If there are more available threads, they can create more recursively.
Each thread waits for its children to join.
Everything makes sense to me, and sorting works perfectly well, but more threads makes it slow down immensely.
I tried setting a minimum number of elements per partition for a thread to be started (e.g. 50000).
I tried an approach where when a thread is done, it allows another thread to be started, which leads to hundreds of threads starting and finishing throughout. I think the overhead was way too much. So I got rid of that, and if a thread was done executing, no new thread was created. I got a little more speedup but still a lot slower than a single process.
The code I used is below.
Does anybody have any clue as to what I could be doing wrong?
Starting a thread has a fair amount of overhead. You'd probably be better off creating a threadpool with some fixed number of threads, along with a thread-safe queue to queue up jobs for the threads to do. The threads wait for an item in the queue, process that item, then wait for another item. If you want to do things really correctly, this should be a priority queue, with the ordering based on the size of the partition (so you always sort the smallest partitions first, to help keep the queue size from getting excessive).
This at least reduces the overhead of starting the threads quite a bit -- but that still doesn't guarantee you'll get better performance than a single-threaded version. In particular, a quick-sort involves little enough work on the CPU itself that it's probably almost completely bound by the bandwidth to memory. Processing more than one partition at a time may hurt cache locality to the point that you lose speed in any case.
First guess would be that creating, destroying, and especially the syncing your threads is going to eat up and possible gain you might receive depending on just how many elements you are sorting. I'd actually guess that it would take quite a long while to make up the overhead and that it probably won't ever be made up.
Because of the way you have your sort, you have 1 thread waiting for another waiting for another... you aren't really getting all that much parallelism to begin with.

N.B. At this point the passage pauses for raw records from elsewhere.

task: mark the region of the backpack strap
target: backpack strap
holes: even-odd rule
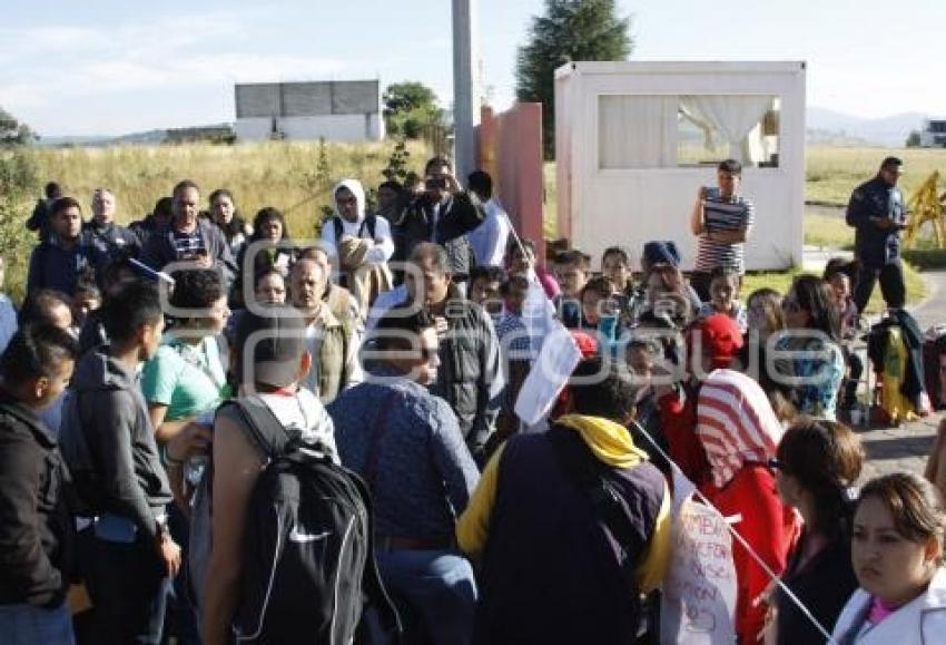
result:
[[[362,222],[362,227],[358,229],[358,237],[362,236],[362,233],[367,228],[368,237],[374,240],[374,232],[377,228],[377,216],[374,213],[368,213],[365,215],[364,222]]]
[[[546,436],[565,477],[591,501],[594,515],[624,551],[621,574],[631,592],[637,594],[637,560],[644,544],[631,526],[621,504],[621,492],[604,477],[604,466],[577,432],[554,426]]]
[[[225,405],[236,407],[254,442],[269,459],[292,452],[302,439],[298,432],[290,432],[283,426],[258,394],[240,398]]]
[[[335,228],[335,246],[342,241],[342,218],[338,215],[332,218],[332,227]]]

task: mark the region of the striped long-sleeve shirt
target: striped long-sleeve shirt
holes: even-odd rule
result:
[[[697,245],[696,270],[711,273],[718,266],[731,268],[740,274],[746,272],[741,242],[715,242],[709,238],[711,233],[741,231],[755,223],[756,209],[752,203],[740,195],[733,195],[729,201],[722,201],[719,189],[710,189],[707,194],[706,232],[700,235]]]

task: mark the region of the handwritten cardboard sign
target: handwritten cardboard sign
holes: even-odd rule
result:
[[[673,517],[673,555],[663,585],[661,645],[732,645],[735,614],[736,567],[726,519],[687,496]]]

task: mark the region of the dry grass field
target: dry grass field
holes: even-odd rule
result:
[[[805,199],[822,204],[847,205],[850,192],[877,174],[884,157],[904,160],[900,187],[909,196],[934,170],[946,182],[946,149],[842,148],[808,146],[806,150]],[[942,185],[942,184],[940,184]]]
[[[118,198],[118,219],[128,223],[150,213],[155,202],[170,193],[185,177],[196,180],[204,195],[214,188],[229,188],[237,207],[247,218],[263,206],[282,209],[294,237],[315,234],[329,190],[339,179],[355,177],[366,188],[384,178],[394,143],[341,145],[318,143],[265,143],[220,146],[188,144],[175,146],[117,146],[110,148],[37,148],[31,154],[40,179],[56,179],[68,194],[88,205],[97,186],[111,188]],[[421,172],[430,155],[421,144],[408,147],[410,169]],[[907,195],[934,170],[946,176],[946,150],[841,148],[810,146],[807,150],[806,201],[844,205],[851,189],[874,176],[888,154],[905,162],[901,187]],[[555,235],[555,166],[545,164],[545,234]],[[945,183],[946,184],[946,183]],[[944,185],[943,187],[946,187]],[[806,215],[805,242],[844,248],[854,234],[844,219],[824,213]],[[747,292],[758,283],[787,286],[792,273],[760,274],[747,282]],[[910,271],[910,290],[923,291],[920,278]],[[784,284],[782,284],[784,283]]]
[[[249,221],[263,206],[284,212],[294,237],[309,237],[329,203],[334,184],[346,177],[361,179],[365,188],[384,177],[394,143],[365,145],[318,143],[265,143],[219,146],[116,146],[109,148],[38,148],[35,150],[42,182],[56,179],[83,206],[97,186],[110,188],[118,201],[117,218],[127,224],[150,213],[159,197],[175,183],[189,178],[207,197],[215,188],[228,188],[237,208]],[[427,157],[421,145],[408,147],[413,166]],[[87,211],[88,215],[88,211]]]

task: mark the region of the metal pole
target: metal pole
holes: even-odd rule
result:
[[[476,164],[473,128],[480,125],[477,0],[453,0],[453,128],[457,179],[465,184]]]

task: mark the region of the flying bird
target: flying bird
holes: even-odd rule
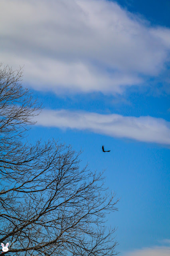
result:
[[[102,150],[103,152],[110,152],[110,151],[111,150],[107,150],[107,151],[105,151],[105,150],[104,149],[104,146],[102,146]]]

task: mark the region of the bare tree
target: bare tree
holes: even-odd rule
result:
[[[80,168],[81,152],[27,141],[41,106],[21,76],[21,69],[0,71],[0,242],[14,255],[116,255],[115,229],[105,223],[118,200],[103,173]]]

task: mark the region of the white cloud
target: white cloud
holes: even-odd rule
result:
[[[35,89],[121,93],[161,72],[170,31],[106,0],[1,0],[0,59]]]
[[[170,144],[170,123],[150,116],[45,110],[36,119],[38,125],[87,130],[112,137]]]
[[[125,253],[123,256],[169,256],[170,254],[170,247],[155,246]]]

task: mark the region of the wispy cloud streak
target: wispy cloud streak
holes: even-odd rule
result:
[[[170,123],[150,116],[123,116],[83,111],[44,110],[38,125],[87,130],[112,137],[170,144]]]

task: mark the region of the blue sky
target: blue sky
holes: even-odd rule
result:
[[[1,61],[24,65],[44,106],[30,139],[61,139],[83,150],[82,166],[106,169],[121,255],[169,255],[170,1],[1,5]]]

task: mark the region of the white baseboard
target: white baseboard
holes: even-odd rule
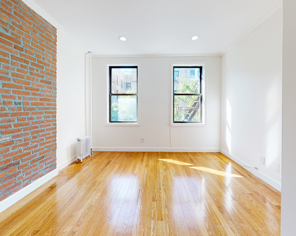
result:
[[[67,165],[70,165],[70,164],[73,162],[75,161],[76,160],[76,155],[75,155],[74,156],[71,158],[70,159],[66,160],[63,161],[61,163],[60,163],[57,165],[57,169],[58,171],[59,171],[62,169],[63,169]]]
[[[7,198],[0,201],[0,212],[7,209],[58,174],[59,171],[57,169],[55,169],[9,196]]]
[[[220,152],[221,153],[224,154],[226,156],[231,159],[237,163],[239,165],[251,165],[248,163],[245,162],[243,161],[242,160],[238,158],[233,155],[230,154],[225,150],[222,148],[220,148],[220,149],[221,150]],[[248,171],[250,172],[259,178],[261,179],[265,182],[268,183],[277,190],[278,190],[280,192],[281,191],[281,183],[278,182],[275,180],[274,179],[272,178],[271,178],[268,176],[267,175],[260,171],[255,170],[251,167],[247,167],[246,166],[242,166],[242,167]]]
[[[186,152],[219,153],[219,148],[118,148],[95,147],[93,148],[95,152]]]

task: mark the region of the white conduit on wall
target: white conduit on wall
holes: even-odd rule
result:
[[[92,148],[92,102],[91,95],[91,52],[89,52],[89,133],[91,136],[91,148]],[[92,154],[92,153],[91,153]]]

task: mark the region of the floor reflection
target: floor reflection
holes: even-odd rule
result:
[[[207,167],[200,167],[197,166],[189,166],[189,167],[190,168],[192,168],[192,169],[199,170],[200,171],[203,171],[208,172],[209,173],[211,173],[212,174],[215,174],[215,175],[220,175],[221,176],[225,176],[226,177],[233,177],[234,178],[243,178],[243,176],[240,175],[235,175],[234,174],[231,174],[230,173],[227,173],[224,171],[217,171],[216,170],[210,169],[209,168],[207,168]]]

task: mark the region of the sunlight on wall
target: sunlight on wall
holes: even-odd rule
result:
[[[169,162],[170,163],[173,163],[174,164],[177,164],[179,165],[193,165],[193,164],[190,164],[189,163],[186,163],[186,162],[183,162],[182,161],[179,161],[175,160],[172,160],[171,159],[158,159],[159,160],[166,161],[167,162]]]
[[[226,143],[228,148],[229,153],[231,154],[231,107],[226,99]]]
[[[276,81],[268,88],[266,97],[266,135],[265,138],[266,164],[273,168],[274,162],[281,155],[281,103],[279,99],[278,83]],[[276,95],[275,95],[276,94]]]
[[[217,171],[216,170],[214,170],[213,169],[210,169],[209,168],[206,167],[198,167],[196,166],[189,166],[189,168],[192,168],[192,169],[195,169],[197,170],[199,170],[200,171],[202,171],[205,172],[207,172],[209,173],[211,173],[212,174],[214,174],[215,175],[221,175],[221,176],[225,176],[226,177],[233,177],[234,178],[243,178],[243,176],[237,175],[235,175],[234,174],[231,174],[230,173],[227,173],[223,171]]]

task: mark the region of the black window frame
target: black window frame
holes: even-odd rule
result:
[[[136,68],[137,69],[137,93],[136,94],[112,94],[112,75],[111,74],[112,69],[113,68]],[[122,80],[121,80],[122,84]],[[109,122],[110,123],[137,123],[139,120],[139,114],[138,110],[138,66],[109,66]],[[111,120],[111,97],[112,96],[136,96],[137,98],[137,120],[135,121],[112,121]]]
[[[175,71],[175,68],[199,68],[200,69],[200,86],[199,86],[199,93],[198,94],[176,94],[175,93],[175,86],[174,84],[174,81],[175,81],[174,80],[175,76],[174,75],[174,71]],[[202,66],[173,66],[173,123],[176,124],[201,124],[202,123]],[[191,73],[190,73],[191,74]],[[180,75],[180,73],[179,73],[179,75]],[[190,76],[191,77],[191,75]],[[199,96],[200,98],[200,121],[175,121],[175,96]]]

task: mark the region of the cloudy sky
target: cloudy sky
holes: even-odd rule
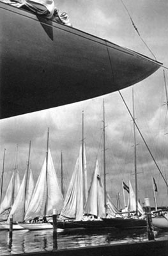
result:
[[[123,0],[142,37],[157,60],[168,67],[167,0]],[[57,0],[59,12],[66,12],[73,26],[149,57],[151,54],[134,29],[120,0]],[[168,73],[165,70],[168,84]],[[163,68],[134,86],[136,121],[163,174],[168,178],[167,109]],[[132,109],[132,87],[121,92]],[[116,203],[119,193],[123,205],[121,181],[134,186],[133,123],[118,92],[59,108],[0,120],[0,173],[4,148],[5,191],[14,167],[19,145],[18,168],[22,179],[26,168],[31,140],[31,166],[34,179],[45,156],[47,128],[49,147],[57,176],[61,177],[61,152],[63,156],[65,191],[70,181],[81,142],[82,112],[84,113],[84,138],[88,161],[88,186],[98,157],[101,173],[102,163],[102,111],[105,101],[107,157],[107,189]],[[166,186],[146,147],[137,132],[139,197],[146,196],[154,204],[151,176],[158,185],[160,205],[167,205]],[[103,176],[102,176],[103,178]]]

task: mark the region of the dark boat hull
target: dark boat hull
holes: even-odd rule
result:
[[[121,229],[144,228],[146,228],[145,220],[122,219],[103,219],[102,220],[88,221],[58,221],[57,228],[63,229],[84,228],[86,229],[98,229],[101,228],[116,228]]]
[[[1,118],[121,90],[161,64],[3,3],[0,35]]]

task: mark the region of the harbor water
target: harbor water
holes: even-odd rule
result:
[[[155,239],[168,239],[168,232],[155,231]],[[136,243],[147,241],[146,229],[119,230],[98,230],[88,232],[77,230],[57,233],[57,248],[67,249],[112,244],[123,243]],[[52,230],[30,231],[14,230],[12,243],[10,244],[9,232],[0,231],[0,255],[27,252],[50,251],[53,249]]]

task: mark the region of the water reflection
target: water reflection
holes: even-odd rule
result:
[[[158,239],[165,237],[168,238],[167,232],[158,230],[156,239]],[[92,232],[79,230],[73,233],[58,233],[57,247],[58,249],[65,249],[125,242],[137,242],[147,239],[146,229],[139,230],[114,229]],[[52,250],[52,230],[15,230],[13,232],[13,239],[11,244],[10,244],[9,232],[8,231],[0,231],[1,255],[10,254],[11,253],[20,253]]]

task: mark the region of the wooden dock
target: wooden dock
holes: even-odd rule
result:
[[[168,239],[15,254],[15,256],[167,256]]]

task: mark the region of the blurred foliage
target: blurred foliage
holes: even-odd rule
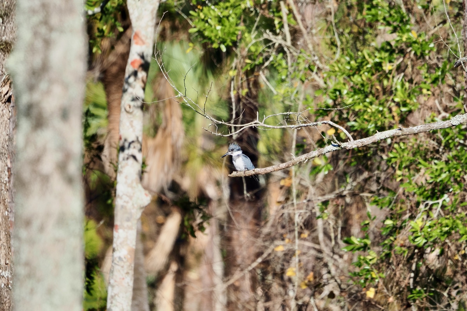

You'd be better off using a more linear sort, perhaps something like a Radix, that splits the threads up with more further data. That's still having one thread wait for others a lot, but at least the threads get to do more work in the mean time. But still, I don't think threads are going to help too much even with this.
I just have a quick look at your code. And i got a remark.
Why are you using lock.
If I understand what you are doing is something like:
left, right = partition(array);
You shouldn't need lock.
Normally each call to quick sort do not access the other part of the array.
So no sharing is involve.
Unless each thread is running on a separate processor or core they will not truly run concurrently and the context switch time will be significant. The number of threads should be restricted to the number of available execution units, and even then you have to trust the OS will distribute them to separate processors/cores, which it may not do if they are also being used for other processes.
Also you should use a static thread pool rather than creating and destroying threads dynamically. Creating/destroying a thread includes allocating/releasing a stack from the heap, which is non-deterministic and potentially time-consuming.
Finally are the 16 processors on the server real or VMs? And are they exclusively allocated to your process?